# "Killdeer"



## CrocKeeper (Dec 26, 2003)

A pair of baby red-rumped plovers I found while mowing.....








Damn beautifull birds


----------



## lemmywinks (Jan 25, 2004)

those things are cool


----------



## piranha45 (Apr 8, 2003)

nice...










so do you consider aves to be a balanced part of a large herp's diet? Come on free food like that doesn't pop up every day of the week


----------



## Atlanta Braves Baby! (Mar 12, 2003)

Those are so cute!


----------



## Peacock (Feb 23, 2004)

aahh yes.. i love this speices..

their Preditor Protection Tactics (PPT, heheh) are amazing.

smart birds.


----------



## thePACK (Jan 3, 2003)

cute..are yo rising them by chance? or was mom near by?


----------



## CrocKeeper (Dec 26, 2003)

No need to raise them...









(_Charadrius vociferus_) are precocial and feed them selves off the bat...mom was near and that was how I located them, she did the whole, my wing is broken, come eat me routine....

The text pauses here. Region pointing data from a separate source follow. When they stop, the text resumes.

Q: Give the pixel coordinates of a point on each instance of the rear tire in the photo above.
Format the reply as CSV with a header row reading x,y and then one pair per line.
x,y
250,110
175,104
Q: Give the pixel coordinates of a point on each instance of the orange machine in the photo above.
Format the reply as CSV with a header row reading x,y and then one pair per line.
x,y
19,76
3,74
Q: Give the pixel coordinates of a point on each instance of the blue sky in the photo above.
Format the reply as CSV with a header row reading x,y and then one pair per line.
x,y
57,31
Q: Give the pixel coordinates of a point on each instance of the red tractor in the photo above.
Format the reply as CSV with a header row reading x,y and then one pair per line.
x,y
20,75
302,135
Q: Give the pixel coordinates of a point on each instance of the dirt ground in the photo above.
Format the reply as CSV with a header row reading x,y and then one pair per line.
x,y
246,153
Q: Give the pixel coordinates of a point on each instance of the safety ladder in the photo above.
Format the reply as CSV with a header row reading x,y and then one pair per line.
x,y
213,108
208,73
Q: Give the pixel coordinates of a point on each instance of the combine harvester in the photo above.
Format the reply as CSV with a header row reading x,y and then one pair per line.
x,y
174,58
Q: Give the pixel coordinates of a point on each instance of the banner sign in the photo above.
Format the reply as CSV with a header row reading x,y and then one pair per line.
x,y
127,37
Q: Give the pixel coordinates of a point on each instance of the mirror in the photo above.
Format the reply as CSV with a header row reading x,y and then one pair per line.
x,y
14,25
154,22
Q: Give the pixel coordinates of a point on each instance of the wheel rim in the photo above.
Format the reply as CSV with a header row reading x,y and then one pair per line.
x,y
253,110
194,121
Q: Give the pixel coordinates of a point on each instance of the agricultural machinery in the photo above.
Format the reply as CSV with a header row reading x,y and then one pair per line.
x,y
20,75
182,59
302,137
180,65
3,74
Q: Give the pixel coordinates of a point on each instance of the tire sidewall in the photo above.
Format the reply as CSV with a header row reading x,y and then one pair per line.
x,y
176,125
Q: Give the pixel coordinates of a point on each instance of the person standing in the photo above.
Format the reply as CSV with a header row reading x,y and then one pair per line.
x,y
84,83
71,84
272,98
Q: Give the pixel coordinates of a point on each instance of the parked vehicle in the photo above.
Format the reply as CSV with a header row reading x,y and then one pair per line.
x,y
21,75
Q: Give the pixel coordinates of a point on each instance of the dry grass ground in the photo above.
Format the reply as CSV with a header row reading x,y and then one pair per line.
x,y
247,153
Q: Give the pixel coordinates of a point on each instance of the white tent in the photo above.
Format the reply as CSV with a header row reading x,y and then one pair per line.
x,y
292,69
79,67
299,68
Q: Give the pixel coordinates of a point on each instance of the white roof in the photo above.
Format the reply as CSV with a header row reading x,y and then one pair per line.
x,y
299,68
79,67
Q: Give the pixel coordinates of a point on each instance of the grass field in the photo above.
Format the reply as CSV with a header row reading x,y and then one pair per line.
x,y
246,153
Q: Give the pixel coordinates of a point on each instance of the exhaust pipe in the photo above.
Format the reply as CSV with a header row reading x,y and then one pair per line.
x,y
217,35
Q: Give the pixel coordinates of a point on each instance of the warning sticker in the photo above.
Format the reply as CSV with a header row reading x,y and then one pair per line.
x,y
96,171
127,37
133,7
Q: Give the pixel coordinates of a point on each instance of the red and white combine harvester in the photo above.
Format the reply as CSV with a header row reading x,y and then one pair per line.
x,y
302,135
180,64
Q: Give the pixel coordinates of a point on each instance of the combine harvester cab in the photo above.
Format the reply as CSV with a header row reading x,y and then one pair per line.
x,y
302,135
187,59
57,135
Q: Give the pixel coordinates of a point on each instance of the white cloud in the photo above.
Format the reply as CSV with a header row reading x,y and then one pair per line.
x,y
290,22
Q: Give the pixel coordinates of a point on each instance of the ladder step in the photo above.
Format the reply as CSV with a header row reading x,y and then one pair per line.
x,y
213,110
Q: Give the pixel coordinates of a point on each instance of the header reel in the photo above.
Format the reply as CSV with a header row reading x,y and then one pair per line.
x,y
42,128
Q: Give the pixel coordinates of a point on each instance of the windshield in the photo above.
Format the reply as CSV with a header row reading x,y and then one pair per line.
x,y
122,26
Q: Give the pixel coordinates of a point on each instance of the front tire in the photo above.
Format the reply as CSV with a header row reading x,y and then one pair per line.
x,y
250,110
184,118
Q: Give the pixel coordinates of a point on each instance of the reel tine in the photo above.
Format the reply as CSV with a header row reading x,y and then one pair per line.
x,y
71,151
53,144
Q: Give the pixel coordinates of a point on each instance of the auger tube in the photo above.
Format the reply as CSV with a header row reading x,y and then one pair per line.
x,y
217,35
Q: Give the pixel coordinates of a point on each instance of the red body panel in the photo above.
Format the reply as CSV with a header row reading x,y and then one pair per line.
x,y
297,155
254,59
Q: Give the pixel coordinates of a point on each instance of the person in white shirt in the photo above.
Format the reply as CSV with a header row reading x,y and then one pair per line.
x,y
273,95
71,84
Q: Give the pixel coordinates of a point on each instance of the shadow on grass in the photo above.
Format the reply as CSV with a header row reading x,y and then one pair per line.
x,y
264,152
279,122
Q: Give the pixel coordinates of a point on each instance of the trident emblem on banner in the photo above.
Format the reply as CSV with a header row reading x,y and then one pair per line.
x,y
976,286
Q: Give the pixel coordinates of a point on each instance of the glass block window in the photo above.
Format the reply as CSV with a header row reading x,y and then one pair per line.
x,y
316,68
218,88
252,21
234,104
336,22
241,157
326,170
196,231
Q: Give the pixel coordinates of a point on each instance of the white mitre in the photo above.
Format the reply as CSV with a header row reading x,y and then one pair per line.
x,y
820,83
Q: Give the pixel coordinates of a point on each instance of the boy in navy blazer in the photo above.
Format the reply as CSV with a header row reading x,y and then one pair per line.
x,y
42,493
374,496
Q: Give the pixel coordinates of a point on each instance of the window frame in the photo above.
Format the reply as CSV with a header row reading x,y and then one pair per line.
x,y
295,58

as far as birds being an integral part to herps diets...not all herps :nod: 
but enough that I raise several bird species quail, finches, pigeons, and chickens, etc.. that I have all I need to offer for feed. Then there is the fact that I enjoy this beautifull species running around the property, and the little tiny fact that they ARE PROTECTED :rasp:


----------



## Peacock (Feb 23, 2004)

ahah


----------



## acestro (Jul 7, 2003)

Very cool, I always enjoy that routine.


----------



## ineedchanna (May 27, 2003)

cute!


----------